ヴォリンゲルはむしろ、ピラミッドに代表されるエジプトの芸術様式が示すように、そこには「生命への、有機的なものへの、憧れを、進んで、きっぱりと拒絶する要求が制作者達にあったと仮定しなければ説明がつかぬものがあ」り、「われわれが忘れ果てた抽象への衝動であり、本能であり、抑え難い感情である」という「抽象作用の概念」こそ第一義、とするのである。
そこで小林先生は、ヴォリンゲルが言う意味合いでの抽象芸術という言葉に、ピカソが反対する理由はなかったという前提で、このように述べている。

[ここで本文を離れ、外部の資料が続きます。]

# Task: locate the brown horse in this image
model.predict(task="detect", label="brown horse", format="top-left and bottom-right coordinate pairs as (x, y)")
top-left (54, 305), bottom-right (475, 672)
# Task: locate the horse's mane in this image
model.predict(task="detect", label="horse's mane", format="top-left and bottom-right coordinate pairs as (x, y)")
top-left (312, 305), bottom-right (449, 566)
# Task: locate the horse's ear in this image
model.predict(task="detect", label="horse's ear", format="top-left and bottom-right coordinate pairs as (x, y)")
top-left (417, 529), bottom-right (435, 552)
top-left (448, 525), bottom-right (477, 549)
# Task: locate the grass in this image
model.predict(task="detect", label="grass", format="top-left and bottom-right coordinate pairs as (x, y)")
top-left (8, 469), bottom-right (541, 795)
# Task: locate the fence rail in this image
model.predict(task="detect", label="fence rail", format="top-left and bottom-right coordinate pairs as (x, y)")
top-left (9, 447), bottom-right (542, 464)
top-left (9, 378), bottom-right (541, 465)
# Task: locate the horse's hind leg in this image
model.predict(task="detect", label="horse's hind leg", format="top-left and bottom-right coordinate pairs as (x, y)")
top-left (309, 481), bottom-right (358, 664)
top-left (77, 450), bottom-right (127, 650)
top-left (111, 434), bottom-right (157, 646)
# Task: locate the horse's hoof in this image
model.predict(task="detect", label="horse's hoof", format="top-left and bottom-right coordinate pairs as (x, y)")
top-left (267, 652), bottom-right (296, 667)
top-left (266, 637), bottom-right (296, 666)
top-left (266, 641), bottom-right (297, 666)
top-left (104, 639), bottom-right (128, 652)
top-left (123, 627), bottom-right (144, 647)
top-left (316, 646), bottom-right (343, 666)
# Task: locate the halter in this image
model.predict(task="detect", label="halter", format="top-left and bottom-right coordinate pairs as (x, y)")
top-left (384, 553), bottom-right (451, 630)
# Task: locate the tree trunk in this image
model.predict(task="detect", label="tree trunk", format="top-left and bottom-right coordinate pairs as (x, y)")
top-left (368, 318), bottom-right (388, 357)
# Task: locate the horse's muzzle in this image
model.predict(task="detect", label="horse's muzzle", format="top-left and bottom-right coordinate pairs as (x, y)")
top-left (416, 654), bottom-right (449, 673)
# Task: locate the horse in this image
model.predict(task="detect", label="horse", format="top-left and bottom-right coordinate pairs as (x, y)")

「二十世紀の抽象芸術は、明答は得られないにせよ、ヴォリンゲルの仮説の応用問題を提供している様に見える。歴史は二度繰返さないが、異なった条件の下に非常によく似た事が起るとは考えられよう」(傍点筆者)。
先生は、ピカソの「実在感から出発しない様な絵はない」という主張と同様、「美術史に最初に現れた抽象的芸術の作者達も実在感から出発した」と言う。作者たるエジプト人らは、「到るところに不思議を見、危険を見て生活していた。彼等に迫る世界の像は、混沌として、不安定であり、これを取り鎮める合理的な世界の解釈は、彼等の能力を超えたものだったから、彼等は、この大敵に対し本能的に身構えをする他はなかったのだが、この身構えこそ彼等の造形力であり、具象のまどわしから逃れて意識の安定を得んとする道であった」。
それならピカソは、何に対し「不思議」や「危険」を見て、身構えたのか……
彫刻の森には、「貧しき食事」(1904年)という、印象的なエッチング(銅版画)があった。一組の男女がテーブルに肘をついて坐っている。ともに瘦身である。机上には、酒瓶にコップと、カチカチのパンが二かけ。盲目なのか男は目をつぶり、口を半開きにしたまま、左手を女の肩に回しているが、その指は長くて細い。実に表情的な指だ。私は、秘めた恨めしさを静かに醸し出す、日本の古い幽霊画でも見ているような心持になった。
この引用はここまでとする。